Bir insan düşünün; başına gelmedik kalmamakta. En zor sınavlarla, en çetin problemlerle denendiği halde en küçük bir sızlanma ve şikâyette bulunmama... İmtihanın biri bitmeden daha zor bir diğeri başlamakta, ama hiç sarsılmadan o hep şükretmekte, sadece Allah’a dayanmakta. Putperest baba ile imtihan, çocuksuzlukla imtihan, sonra evlâttan vazgeçmekle imtihan, en sevdiğini kurban etmekle/fedâ etmekle imtihan, evlâdı dağ başına bırakmakla imtihan... Çevre şartlarının en olumsuzu ile, toplumda tek başına olmakla, ahlâksız ve putperest insanlarla sınav, tâğutların en inkârcılarından biriyle, yaratıcı ve öldürücü bir rab olduğunu iddia eden biriyle, sadistlikte Neron’a örnek olan gaddar Nemrut’la denenme, putperest düzenle sınanma, ateşle imtihan... Fakirlikle imtihan olmaktan çok daha zor olan zenginlikle, malı infak etmekle, misafirlere ikramla imtihan. İnsanlarla imtihan olduğu gibi hayvanlarla da imtihan. Hicretle, yeni vatan arayışlarıyla imtihan. Aile ile, çevre ile, devletle imtihanın her çeşidini tadan ve bütün sınavlardan başarıyla geçen kimsenin dünyada da avans cinsinden ödülü vardır: İmamlık/önderlik.

“Bizim şartlarımız başka, ülkenin durumu, yasalar, yasaklar, çevre şartları, konjonktür...” diye bin dereden su getirip kendini temize çıkarmaya çalışanların, “yenim dar, yerim dar” diyenlerin kulakları çınlasın! Ve bu tavrın dünyada avans cinsinden cezası da aynı âyette vurgulanır:

“...Ben seni insanlara imam/önder yapacağım' demişti. 'Soyumdan da (imamlar/önderler yap, yâ Rabbi!)' dedi. Allah: 'Ahdim zâlimlere ermez (onlar için söz vermem)' buyurdu.[6]" Yâni zâlimlerin önder olmaya hakları yoktur. Allah’ın ahdi, her şartta Allah’ı seçenleredir. İmam/önder, örnek olma liyakatini gösteremeyenler, gerçek imamları, peygamberleri önder ve örnek kabul etmezlerse, kâfirlerin elinde oyuncak olmaktan kurtulamayacaktır.
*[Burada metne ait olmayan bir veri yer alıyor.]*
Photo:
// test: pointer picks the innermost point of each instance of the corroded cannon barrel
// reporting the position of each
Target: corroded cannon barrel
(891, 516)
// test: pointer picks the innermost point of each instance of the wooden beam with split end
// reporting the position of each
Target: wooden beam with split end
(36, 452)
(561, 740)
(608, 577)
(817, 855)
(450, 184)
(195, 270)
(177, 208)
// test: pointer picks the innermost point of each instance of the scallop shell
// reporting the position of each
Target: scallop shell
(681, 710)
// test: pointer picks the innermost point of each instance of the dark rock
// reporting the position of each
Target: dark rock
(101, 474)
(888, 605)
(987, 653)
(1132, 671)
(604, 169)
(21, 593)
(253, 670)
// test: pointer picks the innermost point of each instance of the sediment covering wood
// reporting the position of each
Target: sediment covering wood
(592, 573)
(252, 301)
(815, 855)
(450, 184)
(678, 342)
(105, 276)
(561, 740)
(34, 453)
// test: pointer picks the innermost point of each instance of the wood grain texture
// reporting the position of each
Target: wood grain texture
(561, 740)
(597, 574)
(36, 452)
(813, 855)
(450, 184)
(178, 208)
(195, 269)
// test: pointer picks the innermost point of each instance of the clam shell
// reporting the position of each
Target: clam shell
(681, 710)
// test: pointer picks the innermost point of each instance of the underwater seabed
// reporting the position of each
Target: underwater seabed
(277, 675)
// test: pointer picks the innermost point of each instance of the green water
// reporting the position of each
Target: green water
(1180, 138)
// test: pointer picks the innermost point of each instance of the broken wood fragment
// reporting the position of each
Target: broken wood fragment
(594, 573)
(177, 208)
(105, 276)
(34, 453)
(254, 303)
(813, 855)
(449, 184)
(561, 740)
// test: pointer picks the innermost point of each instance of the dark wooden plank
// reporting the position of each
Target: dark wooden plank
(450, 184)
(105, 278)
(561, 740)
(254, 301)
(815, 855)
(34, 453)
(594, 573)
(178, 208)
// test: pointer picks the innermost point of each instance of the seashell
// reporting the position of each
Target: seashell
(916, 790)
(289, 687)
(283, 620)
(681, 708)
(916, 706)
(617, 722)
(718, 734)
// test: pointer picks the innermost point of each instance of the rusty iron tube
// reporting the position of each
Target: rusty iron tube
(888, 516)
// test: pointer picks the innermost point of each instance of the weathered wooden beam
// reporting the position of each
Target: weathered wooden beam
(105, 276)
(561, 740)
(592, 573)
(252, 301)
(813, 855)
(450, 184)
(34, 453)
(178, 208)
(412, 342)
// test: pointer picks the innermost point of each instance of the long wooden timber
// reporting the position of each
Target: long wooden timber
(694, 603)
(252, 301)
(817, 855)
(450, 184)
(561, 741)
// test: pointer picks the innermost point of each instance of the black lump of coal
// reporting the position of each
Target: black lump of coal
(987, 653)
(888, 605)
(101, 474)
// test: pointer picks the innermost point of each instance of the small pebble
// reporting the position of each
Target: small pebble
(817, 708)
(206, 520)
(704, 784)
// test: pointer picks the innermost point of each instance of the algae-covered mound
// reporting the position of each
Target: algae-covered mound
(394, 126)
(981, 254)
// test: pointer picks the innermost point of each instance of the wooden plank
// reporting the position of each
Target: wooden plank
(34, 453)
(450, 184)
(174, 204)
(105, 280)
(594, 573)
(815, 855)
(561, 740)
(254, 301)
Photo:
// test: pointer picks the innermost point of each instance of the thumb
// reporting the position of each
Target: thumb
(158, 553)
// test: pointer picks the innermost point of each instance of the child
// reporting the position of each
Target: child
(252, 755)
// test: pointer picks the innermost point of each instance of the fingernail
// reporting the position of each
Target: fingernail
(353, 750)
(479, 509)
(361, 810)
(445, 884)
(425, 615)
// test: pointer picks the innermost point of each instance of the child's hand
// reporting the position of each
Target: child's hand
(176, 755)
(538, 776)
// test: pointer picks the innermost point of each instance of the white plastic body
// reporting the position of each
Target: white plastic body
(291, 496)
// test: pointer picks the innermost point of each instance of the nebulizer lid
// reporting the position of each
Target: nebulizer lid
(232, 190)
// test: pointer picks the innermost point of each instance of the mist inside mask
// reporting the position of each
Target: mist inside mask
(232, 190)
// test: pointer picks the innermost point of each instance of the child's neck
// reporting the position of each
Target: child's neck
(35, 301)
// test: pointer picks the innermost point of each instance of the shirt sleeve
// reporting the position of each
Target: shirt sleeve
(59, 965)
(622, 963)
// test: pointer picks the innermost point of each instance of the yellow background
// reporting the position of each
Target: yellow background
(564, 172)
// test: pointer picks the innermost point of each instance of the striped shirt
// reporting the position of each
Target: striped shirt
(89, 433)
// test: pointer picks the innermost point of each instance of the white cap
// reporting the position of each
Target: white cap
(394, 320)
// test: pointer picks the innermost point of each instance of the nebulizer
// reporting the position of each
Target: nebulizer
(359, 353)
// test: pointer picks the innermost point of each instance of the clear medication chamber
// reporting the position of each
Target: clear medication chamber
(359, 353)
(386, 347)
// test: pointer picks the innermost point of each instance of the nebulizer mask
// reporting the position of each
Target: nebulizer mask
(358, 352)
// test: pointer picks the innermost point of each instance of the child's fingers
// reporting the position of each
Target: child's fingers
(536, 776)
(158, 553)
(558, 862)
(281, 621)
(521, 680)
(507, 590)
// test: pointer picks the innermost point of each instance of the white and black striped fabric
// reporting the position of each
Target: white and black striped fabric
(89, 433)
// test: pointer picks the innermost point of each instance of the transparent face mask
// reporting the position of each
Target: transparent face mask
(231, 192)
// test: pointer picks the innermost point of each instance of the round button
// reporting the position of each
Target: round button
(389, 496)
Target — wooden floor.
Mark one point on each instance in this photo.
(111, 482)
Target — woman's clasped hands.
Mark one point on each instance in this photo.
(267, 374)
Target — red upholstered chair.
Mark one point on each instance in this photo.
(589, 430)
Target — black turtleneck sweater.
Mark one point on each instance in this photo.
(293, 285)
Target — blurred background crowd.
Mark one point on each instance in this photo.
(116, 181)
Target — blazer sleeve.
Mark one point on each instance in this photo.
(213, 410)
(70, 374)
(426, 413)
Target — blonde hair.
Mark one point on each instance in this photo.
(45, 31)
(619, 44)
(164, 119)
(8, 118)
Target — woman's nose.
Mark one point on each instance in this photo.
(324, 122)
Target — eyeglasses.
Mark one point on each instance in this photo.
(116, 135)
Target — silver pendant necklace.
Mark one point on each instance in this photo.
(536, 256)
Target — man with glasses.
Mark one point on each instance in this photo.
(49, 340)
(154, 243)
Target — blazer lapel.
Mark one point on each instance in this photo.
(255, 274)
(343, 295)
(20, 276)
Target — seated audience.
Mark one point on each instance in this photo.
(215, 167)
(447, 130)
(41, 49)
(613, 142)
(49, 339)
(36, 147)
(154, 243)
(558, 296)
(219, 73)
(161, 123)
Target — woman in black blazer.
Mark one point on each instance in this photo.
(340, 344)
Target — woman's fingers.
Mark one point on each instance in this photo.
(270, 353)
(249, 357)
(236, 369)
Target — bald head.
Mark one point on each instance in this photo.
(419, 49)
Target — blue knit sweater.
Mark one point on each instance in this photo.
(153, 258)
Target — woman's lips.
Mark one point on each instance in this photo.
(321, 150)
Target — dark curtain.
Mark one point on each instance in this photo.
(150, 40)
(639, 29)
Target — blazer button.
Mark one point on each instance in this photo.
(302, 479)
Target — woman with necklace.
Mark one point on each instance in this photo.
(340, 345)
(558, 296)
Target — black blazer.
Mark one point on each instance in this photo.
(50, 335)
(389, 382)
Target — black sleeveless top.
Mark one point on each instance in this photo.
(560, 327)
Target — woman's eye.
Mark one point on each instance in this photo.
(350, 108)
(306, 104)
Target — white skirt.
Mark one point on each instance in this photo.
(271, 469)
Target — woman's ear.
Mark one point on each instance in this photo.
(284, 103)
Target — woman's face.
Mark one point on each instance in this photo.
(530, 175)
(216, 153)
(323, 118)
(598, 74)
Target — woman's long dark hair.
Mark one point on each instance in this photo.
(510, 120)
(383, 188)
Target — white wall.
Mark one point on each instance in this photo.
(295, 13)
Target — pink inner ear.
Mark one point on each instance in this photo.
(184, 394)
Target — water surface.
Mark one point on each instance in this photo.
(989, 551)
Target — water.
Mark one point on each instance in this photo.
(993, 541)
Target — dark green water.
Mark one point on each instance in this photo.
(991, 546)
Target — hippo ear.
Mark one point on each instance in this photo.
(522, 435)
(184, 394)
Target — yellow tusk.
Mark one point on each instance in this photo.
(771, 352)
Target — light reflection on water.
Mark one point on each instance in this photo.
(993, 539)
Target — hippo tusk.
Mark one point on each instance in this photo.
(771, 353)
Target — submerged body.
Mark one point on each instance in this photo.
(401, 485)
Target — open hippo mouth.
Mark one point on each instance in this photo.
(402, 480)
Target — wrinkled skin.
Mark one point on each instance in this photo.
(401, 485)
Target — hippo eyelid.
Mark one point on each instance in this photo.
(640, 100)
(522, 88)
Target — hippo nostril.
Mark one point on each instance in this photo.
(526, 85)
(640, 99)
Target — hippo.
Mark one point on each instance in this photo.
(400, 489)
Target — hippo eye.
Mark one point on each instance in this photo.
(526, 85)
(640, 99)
Bugünkü her çeşit problemin temeli bundan ibarettir.

“Rabbi İbrâhim'i birtakım kelimelerle sınamış, onları tam olarak yerine getirince; 'Ben seni insanlara imam/önder yapacağım' demişti...[7]” Bu sınavların neler olduğu hakkında müfessirlerin çeşitli yorumları vardır. İbn Kesir bu konuyu şöyle açıklıyor: “Muhammed İbn İshak... İbn Abbas’tan nakleder ki, o şöyle demiştir: Allah’ın Hz. İbrâhim’i deneyip de onun hepsini yerine getirdiği imtihanın kelimeleri şunlardır: Allah Teâlâ, İbrâhim’in kavminden ayrılmasını emrettiğinde İbrâhim (a.s.) Allah adına kavminden ayrılmıştı. Sonra Nemrud onu ateşe atıp yakmak istemiş, İbrâhim de Allah uğrunda buna dayanmıştır. Sonra Allah Teâlâ’nın yolunda hicret etmiştir. Yine Allah onu canı ve malıyla imtihan edip konuklar kıssasında anlatıldığı üzere onun durumunu ve tahammülünü ölçmüştü. Allah, oğlunu kurban etmesini emretmiş, o da bu imtihanda başarı göstererek oğlunu fedâ etmeye koyulmuştur. Bütün bunlardan sonra her şeyiyle Allah yoluna koyulup tüm bu imtihanlarda başarı gösterince, Allah ona “teslim ol/İslâm ol” demiş; o da “ben âlemlerin Rabbına teslim oldum/müslüman oldum” demişti. Halkın aksine ve onlardan ayrı olarak Nemrud’a değil; âlemlerin Rabbine teslim olmuştur.[8]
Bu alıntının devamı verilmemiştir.